Party Ready Pig by Debra Mager
Queen by Debra Mager
LMA: What are your favorite and least favorite steps in creating mosaics?
Debra: I’m not good with too much tedium. Large expanses of the same color or style can easily bore me. I need more immediate gratification, although I’ve been working on patience. I will go back and forth between projects to keep things lively, which means I have a lot of projects working at once. I admire artists who can work on a project for months or years, especially the ones with shadows and nuances and realism. Realism requires a skill I just don’t have. I prefer whimsy and beauty and bling and color and fun. I believe Clint Eastwood was right when he said, “Know your limitations and just keep going”.
LMA: Tell us about your decision to start teaching mosaics.
Debra: About 6 years ago I found myself suddenly graced with an unexpected talent I never knew I had.

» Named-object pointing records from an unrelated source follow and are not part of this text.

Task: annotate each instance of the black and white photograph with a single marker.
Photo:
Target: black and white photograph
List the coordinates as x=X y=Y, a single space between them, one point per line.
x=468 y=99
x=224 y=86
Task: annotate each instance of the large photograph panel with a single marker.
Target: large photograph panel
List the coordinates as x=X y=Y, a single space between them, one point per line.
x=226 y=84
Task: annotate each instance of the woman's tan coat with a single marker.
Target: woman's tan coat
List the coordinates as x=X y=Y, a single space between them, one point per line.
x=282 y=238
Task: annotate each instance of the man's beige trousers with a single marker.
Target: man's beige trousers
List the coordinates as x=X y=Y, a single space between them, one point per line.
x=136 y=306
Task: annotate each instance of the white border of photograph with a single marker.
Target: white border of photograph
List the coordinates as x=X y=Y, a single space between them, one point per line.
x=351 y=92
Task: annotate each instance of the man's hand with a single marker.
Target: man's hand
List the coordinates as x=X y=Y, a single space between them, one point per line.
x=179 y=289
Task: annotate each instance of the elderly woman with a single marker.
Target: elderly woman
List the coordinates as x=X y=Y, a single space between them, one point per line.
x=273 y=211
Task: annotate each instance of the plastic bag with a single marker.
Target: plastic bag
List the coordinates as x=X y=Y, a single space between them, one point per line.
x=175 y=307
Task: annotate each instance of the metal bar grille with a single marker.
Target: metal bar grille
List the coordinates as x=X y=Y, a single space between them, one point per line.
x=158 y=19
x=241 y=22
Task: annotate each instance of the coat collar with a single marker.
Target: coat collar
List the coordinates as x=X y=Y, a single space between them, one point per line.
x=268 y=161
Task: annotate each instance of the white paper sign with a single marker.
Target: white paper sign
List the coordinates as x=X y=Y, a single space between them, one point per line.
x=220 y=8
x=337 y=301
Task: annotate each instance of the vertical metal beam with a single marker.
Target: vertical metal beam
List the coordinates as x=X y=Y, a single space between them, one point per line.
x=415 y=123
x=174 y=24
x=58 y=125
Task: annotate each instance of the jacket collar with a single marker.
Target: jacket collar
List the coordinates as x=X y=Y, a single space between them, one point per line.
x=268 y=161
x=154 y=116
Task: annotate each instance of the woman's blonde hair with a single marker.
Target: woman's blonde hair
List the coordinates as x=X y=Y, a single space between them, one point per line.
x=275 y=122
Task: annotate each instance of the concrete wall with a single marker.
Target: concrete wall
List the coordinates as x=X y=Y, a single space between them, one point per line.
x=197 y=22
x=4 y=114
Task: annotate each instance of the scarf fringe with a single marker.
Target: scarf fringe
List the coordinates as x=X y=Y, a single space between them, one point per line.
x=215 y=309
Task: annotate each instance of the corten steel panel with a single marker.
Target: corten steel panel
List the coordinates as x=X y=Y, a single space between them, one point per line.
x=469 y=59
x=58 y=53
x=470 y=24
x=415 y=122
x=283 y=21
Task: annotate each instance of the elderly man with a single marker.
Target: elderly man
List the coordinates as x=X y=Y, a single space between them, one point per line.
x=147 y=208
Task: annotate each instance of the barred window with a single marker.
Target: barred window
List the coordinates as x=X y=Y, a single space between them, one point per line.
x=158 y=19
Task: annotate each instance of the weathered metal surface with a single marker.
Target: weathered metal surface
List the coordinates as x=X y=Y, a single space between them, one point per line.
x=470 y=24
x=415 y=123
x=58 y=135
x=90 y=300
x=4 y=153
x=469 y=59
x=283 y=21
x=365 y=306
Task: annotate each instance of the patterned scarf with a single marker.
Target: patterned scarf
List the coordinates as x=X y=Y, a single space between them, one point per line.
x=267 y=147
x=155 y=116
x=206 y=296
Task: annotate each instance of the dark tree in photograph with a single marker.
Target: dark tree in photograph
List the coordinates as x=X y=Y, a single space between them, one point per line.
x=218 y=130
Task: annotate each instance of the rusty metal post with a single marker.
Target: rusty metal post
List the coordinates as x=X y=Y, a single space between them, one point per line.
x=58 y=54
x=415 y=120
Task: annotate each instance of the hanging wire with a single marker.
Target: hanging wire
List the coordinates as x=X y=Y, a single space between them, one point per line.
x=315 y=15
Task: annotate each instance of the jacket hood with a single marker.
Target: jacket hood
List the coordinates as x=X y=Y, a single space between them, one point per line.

I became immersed in a creative endeavor that gave me incredible gratification and happiness. It validated me on so many levels, gave me new confidence, quelled long held insecurities, and enabled me to bring joy to people who saw and purchased what I made. What a blessing! My drive to teach was fueled by my desire to give others like me the same opportunity. I have students all ages from all walks of life, some who’ve never made art before and many with little confidence that they could. I feel through teaching I’m helping them discover their talent and in turn I get to celebrate it with them. There is no better feeling than to see them so happy with what they’ve made. The love I get back from them is my bonus.

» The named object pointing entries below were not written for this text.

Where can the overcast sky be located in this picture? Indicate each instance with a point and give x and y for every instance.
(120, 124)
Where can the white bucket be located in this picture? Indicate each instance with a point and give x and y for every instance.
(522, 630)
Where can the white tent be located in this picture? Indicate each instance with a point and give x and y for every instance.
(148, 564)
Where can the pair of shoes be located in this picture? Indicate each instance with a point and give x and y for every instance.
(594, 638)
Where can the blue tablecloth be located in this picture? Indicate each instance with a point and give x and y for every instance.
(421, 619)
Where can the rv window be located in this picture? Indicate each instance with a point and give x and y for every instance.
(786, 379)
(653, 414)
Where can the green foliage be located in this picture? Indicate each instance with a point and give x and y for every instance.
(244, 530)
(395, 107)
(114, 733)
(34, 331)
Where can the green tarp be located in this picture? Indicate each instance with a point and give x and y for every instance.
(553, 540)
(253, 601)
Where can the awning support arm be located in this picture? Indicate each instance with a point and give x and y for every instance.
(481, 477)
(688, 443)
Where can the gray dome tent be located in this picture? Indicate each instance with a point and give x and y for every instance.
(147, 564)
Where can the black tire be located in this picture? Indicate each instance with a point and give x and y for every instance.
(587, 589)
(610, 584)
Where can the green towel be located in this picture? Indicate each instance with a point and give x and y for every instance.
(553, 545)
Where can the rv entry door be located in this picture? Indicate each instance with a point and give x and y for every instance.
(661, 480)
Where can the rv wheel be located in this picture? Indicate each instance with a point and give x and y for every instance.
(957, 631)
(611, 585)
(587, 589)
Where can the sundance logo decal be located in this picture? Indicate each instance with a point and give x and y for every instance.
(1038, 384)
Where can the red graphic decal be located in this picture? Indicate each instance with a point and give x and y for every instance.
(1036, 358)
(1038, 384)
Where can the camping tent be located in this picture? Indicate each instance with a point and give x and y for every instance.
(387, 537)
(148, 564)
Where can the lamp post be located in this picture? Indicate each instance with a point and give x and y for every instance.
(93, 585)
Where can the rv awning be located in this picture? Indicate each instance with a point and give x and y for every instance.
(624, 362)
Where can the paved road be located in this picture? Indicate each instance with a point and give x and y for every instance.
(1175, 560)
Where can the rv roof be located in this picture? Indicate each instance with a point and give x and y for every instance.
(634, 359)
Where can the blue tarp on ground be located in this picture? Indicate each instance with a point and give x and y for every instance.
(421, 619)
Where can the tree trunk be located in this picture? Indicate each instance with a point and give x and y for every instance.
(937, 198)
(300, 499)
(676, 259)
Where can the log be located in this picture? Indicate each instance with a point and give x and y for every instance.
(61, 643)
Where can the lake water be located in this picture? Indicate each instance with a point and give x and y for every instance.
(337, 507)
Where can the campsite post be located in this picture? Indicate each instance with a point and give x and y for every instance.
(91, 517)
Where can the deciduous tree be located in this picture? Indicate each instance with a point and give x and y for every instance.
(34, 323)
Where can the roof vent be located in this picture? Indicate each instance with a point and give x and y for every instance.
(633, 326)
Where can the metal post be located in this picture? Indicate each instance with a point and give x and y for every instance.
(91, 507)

McKenzie Bouquet by Debra Mager
Queen by Debra Mager
LMA: If you could give readers one piece of advice, what would it be?

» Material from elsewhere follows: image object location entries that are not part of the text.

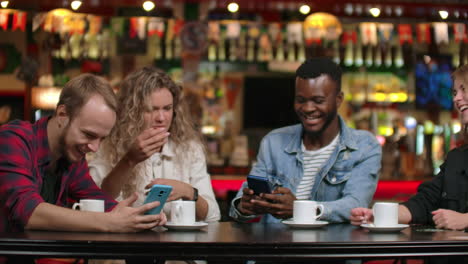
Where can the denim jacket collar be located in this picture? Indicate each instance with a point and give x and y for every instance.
(346, 139)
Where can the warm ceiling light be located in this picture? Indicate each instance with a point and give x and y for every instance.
(148, 6)
(375, 11)
(75, 5)
(233, 7)
(304, 9)
(443, 14)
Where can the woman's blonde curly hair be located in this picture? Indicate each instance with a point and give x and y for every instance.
(134, 98)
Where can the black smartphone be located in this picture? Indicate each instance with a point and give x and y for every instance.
(158, 193)
(258, 184)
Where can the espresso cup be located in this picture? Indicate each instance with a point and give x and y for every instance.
(183, 212)
(91, 205)
(385, 214)
(305, 212)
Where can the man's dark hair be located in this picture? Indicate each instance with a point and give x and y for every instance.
(314, 67)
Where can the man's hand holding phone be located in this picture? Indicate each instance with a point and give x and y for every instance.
(258, 186)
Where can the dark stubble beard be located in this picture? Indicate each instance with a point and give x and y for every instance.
(61, 144)
(328, 120)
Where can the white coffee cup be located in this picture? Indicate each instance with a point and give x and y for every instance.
(92, 205)
(305, 212)
(385, 214)
(183, 212)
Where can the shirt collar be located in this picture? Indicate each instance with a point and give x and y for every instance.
(168, 149)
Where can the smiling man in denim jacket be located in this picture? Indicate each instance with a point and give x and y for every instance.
(320, 159)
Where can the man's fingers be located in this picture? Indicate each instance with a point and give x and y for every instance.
(146, 207)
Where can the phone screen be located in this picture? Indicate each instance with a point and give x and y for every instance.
(258, 184)
(158, 193)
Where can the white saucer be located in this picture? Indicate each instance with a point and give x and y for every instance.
(316, 224)
(372, 227)
(195, 226)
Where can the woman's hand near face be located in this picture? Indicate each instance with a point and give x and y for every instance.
(146, 144)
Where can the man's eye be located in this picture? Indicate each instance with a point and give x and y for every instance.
(300, 100)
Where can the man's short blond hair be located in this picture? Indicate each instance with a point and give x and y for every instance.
(78, 90)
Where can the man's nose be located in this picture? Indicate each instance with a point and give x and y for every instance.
(159, 116)
(94, 145)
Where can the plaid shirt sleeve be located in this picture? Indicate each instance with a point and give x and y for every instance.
(19, 187)
(82, 186)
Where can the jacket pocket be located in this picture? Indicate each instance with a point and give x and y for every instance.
(338, 175)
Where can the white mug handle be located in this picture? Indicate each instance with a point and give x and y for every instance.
(178, 212)
(75, 205)
(321, 210)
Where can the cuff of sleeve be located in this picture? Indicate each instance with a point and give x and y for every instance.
(238, 216)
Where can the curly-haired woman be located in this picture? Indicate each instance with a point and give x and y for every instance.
(154, 142)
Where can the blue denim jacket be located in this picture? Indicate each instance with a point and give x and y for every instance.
(347, 180)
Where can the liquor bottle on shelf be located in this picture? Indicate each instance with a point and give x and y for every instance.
(177, 47)
(232, 49)
(378, 56)
(250, 49)
(358, 61)
(348, 59)
(169, 52)
(212, 51)
(279, 51)
(241, 49)
(399, 61)
(369, 59)
(388, 56)
(222, 47)
(301, 52)
(336, 52)
(291, 52)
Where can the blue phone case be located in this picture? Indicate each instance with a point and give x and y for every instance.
(158, 193)
(258, 184)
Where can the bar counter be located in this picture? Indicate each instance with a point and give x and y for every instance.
(234, 241)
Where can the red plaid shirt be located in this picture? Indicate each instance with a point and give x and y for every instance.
(24, 157)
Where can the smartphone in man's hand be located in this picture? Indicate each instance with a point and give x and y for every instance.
(259, 184)
(160, 193)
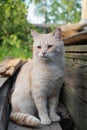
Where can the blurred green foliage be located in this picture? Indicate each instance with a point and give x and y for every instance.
(59, 11)
(15, 39)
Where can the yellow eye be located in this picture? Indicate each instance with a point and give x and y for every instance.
(39, 47)
(50, 46)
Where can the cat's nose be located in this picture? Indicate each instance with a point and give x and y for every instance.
(44, 53)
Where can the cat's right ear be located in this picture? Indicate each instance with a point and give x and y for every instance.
(34, 34)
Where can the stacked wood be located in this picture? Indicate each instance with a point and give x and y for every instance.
(9, 66)
(75, 89)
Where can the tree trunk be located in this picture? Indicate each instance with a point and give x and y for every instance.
(84, 10)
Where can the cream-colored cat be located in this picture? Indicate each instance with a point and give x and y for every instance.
(39, 82)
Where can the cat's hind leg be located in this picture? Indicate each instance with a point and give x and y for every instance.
(24, 119)
(41, 104)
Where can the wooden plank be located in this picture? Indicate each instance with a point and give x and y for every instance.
(2, 81)
(4, 107)
(76, 107)
(77, 56)
(9, 66)
(53, 126)
(13, 126)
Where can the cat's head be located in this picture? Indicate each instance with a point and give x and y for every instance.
(47, 46)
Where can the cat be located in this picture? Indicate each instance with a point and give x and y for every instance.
(39, 82)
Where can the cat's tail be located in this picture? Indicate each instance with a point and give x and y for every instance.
(24, 119)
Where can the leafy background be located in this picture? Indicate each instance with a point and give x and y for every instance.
(15, 38)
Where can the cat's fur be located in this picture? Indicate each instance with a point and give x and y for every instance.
(39, 82)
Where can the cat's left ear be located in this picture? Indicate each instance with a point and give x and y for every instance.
(34, 33)
(57, 33)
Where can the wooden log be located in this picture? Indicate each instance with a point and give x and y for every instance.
(2, 81)
(9, 66)
(79, 38)
(75, 89)
(4, 106)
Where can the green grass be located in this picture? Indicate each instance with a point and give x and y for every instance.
(9, 51)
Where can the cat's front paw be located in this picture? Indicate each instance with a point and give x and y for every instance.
(46, 121)
(55, 118)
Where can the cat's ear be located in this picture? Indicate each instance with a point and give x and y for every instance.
(34, 33)
(57, 33)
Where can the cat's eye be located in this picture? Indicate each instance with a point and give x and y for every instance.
(50, 46)
(39, 47)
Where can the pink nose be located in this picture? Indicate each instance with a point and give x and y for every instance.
(44, 53)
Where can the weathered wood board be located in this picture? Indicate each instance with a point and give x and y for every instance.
(2, 81)
(54, 126)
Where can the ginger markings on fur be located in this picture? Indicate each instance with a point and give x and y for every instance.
(39, 82)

Debra: Here’s a blog post I wrote titled “40,000 Hours”.
I think it is a poignant message for any new artist.
Last night at dinner, one of the gentleman at the table who has a deep passion for music, said he read it takes 40,000 hours of practice to become truly proficient at any instrument. I have not added up the number of hours I’ve spent learning and practicing mosaics but what I can say is that it’s only putting in the hours and practicing like crazy that has made me any good at it. I often hear my students say, “I can’t cut the glass right” or “I’m not good at cutting the glass” after their first or maybe second class. What’s that, about 24 hours?
The wonderful benefit of working in mosaic art is that it doesn’t require precision. Its meant to be seen from a distance so the parts and pieces you’ve puzzled together form the whole beautiful piece. Do we want to improve our skills? Yes. Do we want to become better artists? Yes. But it takes time and practice. If you love mosaics like I do, those 40,000 hours are a gift.